Tel Quel

Tel Quel (in English "as is") was an avant-garde magazine for literature, founded in 1960 in Paris (Éditions du Seuil) by Philippe Sollers and Jean-Edern Hallier.

Overview

Tel Quel was influenced by a number of revolutionary writers who intended to drastically criticize the conditions of their time, such as Immanuel Kant, Jean-Jacques Rousseau, G. W. F. Hegel, Karl Marx, Sigmund Freud, Vladimir Lenin, Friedrich Nietzsche, Franz Kafka, Antonin Artaud, Comte de Lautréamont, Georges Bataille, James Joyce, Jacques Lacan. The foci of its writings varied, but, as one might read in its name, most writings meant to inscribe what is as it is, emphasizing the metaphor of all language and the deconstruction of control systems set to normalize the masses.

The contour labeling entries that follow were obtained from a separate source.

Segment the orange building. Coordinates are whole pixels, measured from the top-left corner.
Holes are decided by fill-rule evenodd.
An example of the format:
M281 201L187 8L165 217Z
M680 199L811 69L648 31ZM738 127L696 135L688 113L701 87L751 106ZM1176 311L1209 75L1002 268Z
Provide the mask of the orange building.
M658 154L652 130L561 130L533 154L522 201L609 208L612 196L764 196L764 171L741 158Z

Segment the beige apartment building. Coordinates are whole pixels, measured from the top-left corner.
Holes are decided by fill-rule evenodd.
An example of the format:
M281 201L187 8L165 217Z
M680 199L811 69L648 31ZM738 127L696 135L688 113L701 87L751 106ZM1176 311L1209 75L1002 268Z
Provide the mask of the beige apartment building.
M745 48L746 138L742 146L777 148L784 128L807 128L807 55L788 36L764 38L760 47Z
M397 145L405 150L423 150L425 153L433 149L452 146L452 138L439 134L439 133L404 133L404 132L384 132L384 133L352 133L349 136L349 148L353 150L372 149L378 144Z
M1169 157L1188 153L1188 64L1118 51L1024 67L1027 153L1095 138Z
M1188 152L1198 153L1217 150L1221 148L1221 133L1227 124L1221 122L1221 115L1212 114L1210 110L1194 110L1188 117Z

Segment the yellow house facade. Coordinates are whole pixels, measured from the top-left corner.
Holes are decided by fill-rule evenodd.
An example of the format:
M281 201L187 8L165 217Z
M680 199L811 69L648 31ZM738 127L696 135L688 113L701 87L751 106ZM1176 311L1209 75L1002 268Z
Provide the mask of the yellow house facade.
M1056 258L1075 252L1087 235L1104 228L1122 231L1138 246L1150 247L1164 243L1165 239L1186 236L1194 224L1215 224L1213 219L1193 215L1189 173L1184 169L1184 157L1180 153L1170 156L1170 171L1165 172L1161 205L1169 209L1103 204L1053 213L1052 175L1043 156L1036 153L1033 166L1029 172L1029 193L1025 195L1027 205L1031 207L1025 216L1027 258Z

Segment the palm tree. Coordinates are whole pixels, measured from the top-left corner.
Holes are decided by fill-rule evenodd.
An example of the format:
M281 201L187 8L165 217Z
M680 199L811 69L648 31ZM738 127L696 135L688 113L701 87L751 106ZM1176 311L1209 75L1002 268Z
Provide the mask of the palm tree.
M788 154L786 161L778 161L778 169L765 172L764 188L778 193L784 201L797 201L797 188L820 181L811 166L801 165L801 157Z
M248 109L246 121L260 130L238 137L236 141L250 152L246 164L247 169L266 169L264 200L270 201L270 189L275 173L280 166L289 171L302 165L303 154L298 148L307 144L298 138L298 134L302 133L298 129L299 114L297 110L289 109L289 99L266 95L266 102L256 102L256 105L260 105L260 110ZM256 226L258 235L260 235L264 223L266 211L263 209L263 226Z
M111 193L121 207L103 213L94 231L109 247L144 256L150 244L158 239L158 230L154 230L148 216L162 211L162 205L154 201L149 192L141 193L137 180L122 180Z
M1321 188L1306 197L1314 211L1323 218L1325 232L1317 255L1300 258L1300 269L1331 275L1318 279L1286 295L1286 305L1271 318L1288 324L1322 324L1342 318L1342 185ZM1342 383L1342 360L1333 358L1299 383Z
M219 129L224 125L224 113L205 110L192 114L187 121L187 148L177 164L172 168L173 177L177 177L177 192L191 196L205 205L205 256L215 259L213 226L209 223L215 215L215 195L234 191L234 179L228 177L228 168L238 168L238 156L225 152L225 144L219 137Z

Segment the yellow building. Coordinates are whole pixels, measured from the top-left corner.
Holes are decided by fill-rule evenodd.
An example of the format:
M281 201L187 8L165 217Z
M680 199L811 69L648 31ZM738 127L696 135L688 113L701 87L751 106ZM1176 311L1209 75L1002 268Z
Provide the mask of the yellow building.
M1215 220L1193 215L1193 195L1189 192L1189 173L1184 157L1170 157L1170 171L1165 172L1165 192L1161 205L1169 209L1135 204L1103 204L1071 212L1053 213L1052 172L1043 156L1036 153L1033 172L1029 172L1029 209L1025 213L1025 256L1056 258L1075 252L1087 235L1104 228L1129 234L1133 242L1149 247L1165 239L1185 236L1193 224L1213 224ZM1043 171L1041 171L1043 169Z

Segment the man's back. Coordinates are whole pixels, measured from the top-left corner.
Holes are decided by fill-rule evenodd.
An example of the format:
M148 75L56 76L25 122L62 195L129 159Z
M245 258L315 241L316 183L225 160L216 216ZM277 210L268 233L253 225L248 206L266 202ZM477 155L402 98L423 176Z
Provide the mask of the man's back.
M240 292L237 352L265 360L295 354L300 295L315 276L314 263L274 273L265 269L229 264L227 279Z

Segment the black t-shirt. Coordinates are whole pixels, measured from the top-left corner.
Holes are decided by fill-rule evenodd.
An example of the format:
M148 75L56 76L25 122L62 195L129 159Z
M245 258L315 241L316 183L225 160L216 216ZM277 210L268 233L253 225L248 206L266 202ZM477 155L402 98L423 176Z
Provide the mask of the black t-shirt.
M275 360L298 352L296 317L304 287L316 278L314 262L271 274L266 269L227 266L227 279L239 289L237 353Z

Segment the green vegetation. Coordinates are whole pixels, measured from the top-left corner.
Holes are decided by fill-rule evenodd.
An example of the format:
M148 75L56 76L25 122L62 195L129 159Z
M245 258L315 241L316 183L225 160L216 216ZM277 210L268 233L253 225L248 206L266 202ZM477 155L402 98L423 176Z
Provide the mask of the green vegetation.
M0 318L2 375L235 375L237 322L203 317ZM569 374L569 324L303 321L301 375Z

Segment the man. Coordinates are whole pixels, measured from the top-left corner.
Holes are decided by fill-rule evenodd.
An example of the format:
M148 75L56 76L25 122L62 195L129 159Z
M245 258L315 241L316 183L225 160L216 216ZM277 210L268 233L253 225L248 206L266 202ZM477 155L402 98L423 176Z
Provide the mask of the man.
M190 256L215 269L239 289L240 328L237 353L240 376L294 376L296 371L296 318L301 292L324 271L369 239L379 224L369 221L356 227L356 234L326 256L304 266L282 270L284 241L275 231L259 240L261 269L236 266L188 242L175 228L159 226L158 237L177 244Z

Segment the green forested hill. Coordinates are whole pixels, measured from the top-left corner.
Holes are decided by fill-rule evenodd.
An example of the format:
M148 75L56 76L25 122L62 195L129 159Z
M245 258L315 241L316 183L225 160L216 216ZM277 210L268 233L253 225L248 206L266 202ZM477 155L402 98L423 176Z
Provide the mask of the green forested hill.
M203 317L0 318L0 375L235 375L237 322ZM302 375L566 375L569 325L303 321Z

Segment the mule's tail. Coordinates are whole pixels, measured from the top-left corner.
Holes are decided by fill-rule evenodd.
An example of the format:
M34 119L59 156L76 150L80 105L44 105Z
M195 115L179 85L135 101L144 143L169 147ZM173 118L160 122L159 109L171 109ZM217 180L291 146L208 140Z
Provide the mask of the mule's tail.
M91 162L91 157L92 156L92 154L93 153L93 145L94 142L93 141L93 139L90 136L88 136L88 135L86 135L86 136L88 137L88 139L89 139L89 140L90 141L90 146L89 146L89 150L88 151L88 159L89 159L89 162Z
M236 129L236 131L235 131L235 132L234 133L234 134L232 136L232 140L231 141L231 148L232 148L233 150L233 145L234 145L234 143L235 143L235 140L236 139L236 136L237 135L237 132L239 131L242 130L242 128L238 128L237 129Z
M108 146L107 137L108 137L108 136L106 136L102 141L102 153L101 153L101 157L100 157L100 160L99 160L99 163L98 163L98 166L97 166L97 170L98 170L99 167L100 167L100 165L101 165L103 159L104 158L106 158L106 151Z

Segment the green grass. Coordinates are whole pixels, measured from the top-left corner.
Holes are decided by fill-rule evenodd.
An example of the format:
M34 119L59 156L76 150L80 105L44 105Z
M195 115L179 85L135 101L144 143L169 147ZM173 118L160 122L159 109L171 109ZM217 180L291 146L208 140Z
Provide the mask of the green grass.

The editors committee included Philippe Sollers, Jean-Edern Hallier, Jean-René Huguenin, Jean Ricardou, Jean Thibaudeau, Michel Deguy, Marcelin Pleynet, Denis Roche, Jean-Louis Baudry, Jean-Pierre Faye, Jacqueline Risset, François Wahl, and Julia Kristeva. It aimed to reflect the avant-garde revaluation of classical literary history. Authors and collaborators include Roland Barthes, Maurice Blanchot, Jacques Derrida, Jean Cayrol, Jean-Pierre Faye, Julia Kristeva, Bernard-Henri Lévy, Marcelin Pleynet, Maurice Roche, Philippe Sollers, Tzvetan Todorov, Francis Ponge, Umberto Eco, Gérard Genette, Pierre Boulez, Pierre Guyotat, Severo Sarduy, and Shoshana Felman. Publication ceased in 1982, and the journal was followed by L'Infini.